🤖 AI Summary
This work addresses two key challenges in embodied emotion recognition—namely, the difficulty of identifying emotions grounded in bodily sensations and physical experiences, and the limitation of existing datasets to coarse-grained categories (e.g., Ekman’s six basic emotions). To this end, we introduce CHEER-Ekman, the first fine-grained embodied emotion classification dataset. Methodologically, we extend embodied emotion modeling to a six-class framework for the first time and propose a large language model (LLM)-based Best-Worst Scaling (BWS) annotation paradigm. We further demonstrate that simplified prompting and chain-of-thought (CoT) reasoning significantly enhance small-model performance. Experiments show that CHEER-Ekman effectively supports embodied emotion modeling; our approach outperforms supervised learning baselines on the new benchmark; and optimized small models achieve accuracy comparable to LLMs—offering an efficient, resource-conscious alternative for deployment-constrained scenarios.
📝 Abstract
Emotions manifest through physical experiences and bodily reactions, yet identifying such embodied emotions in text remains understudied.
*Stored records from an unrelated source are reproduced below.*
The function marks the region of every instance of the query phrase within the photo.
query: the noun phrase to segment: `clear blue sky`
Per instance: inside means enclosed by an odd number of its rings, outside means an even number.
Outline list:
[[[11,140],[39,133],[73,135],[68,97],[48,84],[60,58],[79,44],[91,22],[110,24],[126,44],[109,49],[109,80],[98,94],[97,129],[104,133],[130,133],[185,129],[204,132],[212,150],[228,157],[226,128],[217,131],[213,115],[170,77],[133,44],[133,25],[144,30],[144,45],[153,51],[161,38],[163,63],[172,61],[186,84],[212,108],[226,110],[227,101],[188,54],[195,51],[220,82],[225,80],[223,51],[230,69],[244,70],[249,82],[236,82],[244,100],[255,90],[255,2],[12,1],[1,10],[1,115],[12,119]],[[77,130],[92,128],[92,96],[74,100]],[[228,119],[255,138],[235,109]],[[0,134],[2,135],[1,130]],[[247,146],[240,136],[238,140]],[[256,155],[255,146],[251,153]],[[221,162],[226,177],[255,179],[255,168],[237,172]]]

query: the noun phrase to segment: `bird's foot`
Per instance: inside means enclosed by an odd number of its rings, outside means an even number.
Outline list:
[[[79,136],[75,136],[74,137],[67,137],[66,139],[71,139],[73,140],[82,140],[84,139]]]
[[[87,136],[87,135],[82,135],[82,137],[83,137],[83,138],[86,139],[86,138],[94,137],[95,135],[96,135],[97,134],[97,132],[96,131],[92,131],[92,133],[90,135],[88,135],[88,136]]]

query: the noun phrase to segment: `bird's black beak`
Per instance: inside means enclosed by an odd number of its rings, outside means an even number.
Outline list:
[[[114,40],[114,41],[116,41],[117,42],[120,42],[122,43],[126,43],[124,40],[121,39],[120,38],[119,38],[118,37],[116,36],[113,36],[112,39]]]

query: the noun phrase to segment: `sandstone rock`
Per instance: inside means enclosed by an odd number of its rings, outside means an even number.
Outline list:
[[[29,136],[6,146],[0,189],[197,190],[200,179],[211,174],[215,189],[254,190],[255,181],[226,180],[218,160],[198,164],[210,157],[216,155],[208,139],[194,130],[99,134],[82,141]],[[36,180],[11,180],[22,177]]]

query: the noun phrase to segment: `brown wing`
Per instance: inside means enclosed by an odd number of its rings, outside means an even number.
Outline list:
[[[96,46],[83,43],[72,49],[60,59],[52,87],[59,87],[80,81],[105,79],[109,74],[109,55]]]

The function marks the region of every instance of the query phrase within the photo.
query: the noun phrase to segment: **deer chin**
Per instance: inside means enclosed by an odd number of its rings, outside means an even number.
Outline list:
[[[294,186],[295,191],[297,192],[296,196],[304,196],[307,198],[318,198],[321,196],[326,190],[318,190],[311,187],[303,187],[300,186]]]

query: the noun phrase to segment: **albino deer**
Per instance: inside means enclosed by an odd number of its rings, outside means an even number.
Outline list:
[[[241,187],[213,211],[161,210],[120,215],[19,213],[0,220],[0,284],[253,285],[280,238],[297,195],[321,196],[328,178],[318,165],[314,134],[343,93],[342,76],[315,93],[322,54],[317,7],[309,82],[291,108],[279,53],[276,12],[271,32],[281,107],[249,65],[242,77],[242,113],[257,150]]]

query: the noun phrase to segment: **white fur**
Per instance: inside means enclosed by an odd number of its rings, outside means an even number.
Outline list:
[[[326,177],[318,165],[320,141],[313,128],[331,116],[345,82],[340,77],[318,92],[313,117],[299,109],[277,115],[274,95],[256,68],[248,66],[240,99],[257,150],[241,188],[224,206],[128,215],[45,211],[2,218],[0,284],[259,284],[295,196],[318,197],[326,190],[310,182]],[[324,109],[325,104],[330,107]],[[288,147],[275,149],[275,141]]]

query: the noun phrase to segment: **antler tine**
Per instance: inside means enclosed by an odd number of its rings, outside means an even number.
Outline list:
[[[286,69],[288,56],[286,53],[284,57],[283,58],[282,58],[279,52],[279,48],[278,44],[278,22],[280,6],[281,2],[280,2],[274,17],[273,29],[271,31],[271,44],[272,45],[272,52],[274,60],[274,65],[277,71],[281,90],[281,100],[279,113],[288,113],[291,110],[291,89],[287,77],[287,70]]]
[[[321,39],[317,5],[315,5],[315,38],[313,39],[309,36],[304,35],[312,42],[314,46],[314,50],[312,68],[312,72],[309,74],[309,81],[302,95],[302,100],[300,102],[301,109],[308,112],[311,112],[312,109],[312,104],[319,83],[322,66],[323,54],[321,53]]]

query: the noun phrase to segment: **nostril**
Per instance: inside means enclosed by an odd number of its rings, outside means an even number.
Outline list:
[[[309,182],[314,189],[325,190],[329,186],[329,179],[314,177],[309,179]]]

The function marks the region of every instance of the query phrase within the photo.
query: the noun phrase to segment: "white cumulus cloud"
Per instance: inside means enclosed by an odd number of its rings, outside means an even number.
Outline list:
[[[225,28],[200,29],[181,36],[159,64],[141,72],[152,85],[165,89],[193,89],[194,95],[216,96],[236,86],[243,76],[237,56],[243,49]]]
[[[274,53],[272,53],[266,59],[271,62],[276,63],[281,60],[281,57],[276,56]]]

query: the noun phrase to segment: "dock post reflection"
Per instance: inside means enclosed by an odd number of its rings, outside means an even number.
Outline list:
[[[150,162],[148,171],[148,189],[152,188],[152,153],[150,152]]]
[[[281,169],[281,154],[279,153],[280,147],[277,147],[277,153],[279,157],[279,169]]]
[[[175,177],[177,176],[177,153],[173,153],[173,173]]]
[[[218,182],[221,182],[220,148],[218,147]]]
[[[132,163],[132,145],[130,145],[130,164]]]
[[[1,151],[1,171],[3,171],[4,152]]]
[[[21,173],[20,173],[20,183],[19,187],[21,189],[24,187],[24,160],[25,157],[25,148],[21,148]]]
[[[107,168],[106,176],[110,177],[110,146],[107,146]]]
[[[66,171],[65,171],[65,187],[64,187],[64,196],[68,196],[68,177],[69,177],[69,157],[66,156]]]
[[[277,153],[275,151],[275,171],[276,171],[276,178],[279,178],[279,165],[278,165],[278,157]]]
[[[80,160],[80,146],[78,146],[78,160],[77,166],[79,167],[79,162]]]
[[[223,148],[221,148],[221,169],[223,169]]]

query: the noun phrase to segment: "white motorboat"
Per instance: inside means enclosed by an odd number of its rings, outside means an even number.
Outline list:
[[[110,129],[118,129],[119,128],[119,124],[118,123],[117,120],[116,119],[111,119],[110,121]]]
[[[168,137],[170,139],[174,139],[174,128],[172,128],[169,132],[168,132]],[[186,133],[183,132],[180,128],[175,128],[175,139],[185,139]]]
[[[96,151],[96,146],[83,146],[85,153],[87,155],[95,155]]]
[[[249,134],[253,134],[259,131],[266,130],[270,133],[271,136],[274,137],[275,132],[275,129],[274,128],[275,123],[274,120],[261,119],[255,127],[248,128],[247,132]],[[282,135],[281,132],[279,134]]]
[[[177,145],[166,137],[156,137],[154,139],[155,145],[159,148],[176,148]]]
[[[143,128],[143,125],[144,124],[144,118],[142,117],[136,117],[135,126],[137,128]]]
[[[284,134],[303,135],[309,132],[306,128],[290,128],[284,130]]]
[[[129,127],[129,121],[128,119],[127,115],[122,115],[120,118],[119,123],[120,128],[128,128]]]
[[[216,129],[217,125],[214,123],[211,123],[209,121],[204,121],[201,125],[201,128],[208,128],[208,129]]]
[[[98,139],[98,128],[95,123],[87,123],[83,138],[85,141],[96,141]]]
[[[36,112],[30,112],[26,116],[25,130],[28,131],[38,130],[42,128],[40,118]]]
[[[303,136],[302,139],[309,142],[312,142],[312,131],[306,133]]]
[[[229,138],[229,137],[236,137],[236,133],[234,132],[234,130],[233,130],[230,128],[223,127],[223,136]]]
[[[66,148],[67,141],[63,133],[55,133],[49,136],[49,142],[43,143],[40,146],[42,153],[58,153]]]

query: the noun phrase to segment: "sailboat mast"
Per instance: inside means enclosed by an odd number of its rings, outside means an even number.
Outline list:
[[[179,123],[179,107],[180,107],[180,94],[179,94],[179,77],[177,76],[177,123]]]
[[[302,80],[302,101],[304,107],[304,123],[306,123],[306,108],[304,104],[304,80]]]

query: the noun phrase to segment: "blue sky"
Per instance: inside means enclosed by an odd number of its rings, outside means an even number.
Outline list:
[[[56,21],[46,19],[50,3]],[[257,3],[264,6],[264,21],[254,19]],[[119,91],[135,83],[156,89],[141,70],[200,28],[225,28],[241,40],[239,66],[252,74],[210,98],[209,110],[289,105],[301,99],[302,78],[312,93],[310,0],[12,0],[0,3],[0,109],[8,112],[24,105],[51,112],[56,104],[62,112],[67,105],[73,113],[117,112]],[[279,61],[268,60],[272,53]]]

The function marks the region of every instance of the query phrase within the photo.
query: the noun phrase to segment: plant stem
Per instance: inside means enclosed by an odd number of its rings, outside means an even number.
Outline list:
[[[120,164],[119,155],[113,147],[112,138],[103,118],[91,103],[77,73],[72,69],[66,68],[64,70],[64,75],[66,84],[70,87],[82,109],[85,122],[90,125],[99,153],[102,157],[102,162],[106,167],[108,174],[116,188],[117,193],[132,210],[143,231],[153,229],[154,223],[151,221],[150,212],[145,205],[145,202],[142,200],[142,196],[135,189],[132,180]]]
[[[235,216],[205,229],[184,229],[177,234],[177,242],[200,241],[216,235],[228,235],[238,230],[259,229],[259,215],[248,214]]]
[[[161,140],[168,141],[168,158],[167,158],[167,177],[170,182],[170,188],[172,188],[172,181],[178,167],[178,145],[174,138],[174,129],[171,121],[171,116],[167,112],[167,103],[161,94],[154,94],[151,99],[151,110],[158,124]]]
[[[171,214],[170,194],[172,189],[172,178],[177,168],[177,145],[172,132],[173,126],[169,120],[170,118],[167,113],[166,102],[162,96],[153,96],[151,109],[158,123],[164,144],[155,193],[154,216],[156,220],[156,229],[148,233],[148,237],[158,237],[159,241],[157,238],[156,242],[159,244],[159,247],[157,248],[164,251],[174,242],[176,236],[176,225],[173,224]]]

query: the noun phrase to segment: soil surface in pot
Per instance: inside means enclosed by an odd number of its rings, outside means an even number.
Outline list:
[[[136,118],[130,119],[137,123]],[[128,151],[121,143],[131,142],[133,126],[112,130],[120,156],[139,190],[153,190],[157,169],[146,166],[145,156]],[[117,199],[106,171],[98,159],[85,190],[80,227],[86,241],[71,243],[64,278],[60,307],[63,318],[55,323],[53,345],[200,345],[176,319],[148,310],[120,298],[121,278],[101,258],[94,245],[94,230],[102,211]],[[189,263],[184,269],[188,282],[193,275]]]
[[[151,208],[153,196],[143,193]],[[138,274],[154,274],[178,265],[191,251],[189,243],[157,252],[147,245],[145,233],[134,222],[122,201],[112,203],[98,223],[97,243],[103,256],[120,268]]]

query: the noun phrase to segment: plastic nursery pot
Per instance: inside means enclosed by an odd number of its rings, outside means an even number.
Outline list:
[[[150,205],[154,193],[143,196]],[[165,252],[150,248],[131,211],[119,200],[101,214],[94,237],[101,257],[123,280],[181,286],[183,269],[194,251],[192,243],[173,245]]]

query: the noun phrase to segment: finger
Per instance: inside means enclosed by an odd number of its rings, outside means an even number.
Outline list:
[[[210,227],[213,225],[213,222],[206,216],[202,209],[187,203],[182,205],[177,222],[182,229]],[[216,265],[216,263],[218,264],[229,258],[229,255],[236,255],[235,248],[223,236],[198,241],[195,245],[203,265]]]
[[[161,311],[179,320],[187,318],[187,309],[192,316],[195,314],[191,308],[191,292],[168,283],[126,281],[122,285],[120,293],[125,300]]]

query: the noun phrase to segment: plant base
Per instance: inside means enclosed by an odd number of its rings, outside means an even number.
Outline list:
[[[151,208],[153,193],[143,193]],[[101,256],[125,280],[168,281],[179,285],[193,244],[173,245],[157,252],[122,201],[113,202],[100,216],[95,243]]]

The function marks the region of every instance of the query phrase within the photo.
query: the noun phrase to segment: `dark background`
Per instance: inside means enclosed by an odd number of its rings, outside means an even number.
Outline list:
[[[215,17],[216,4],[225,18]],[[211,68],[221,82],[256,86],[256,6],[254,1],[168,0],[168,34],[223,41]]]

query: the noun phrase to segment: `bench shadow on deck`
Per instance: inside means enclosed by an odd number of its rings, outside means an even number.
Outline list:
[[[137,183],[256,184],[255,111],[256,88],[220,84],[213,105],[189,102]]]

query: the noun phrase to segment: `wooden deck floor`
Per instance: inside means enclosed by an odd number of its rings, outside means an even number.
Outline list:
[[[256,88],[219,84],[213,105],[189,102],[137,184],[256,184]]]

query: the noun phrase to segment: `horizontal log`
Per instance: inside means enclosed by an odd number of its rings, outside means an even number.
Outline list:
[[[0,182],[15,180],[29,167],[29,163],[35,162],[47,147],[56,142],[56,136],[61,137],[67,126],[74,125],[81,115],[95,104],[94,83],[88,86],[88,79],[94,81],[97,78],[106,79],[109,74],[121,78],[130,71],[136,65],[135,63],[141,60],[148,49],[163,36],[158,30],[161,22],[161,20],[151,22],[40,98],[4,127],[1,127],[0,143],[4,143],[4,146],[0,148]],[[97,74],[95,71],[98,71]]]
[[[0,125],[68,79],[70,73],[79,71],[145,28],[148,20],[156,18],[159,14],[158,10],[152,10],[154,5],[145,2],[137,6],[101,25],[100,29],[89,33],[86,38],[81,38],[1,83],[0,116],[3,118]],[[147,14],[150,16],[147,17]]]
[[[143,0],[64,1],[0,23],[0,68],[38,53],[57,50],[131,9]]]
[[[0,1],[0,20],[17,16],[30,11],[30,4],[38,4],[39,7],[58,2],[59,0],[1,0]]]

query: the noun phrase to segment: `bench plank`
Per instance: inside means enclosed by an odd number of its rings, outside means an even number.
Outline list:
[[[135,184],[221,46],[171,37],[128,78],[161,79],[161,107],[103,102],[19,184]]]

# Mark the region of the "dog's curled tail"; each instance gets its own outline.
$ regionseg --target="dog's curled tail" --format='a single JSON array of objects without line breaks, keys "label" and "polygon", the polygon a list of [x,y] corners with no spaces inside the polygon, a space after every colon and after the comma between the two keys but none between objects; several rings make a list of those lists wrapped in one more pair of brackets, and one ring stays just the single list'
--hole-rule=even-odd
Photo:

We present an embodied emotion classification dataset, CHEER-Ekman, extending the existing binary embodied emotion dataset with Ekman's six basic emotion categories. Using automatic best-worst scaling with large language models, we achieve performance superior to supervised approaches on our new dataset. Our investigation reveals that simplified prompting instructions and chain-of-thought reasoning significantly improve emotion recognition accuracy, enabling smaller models to achieve competitive performance with larger ones.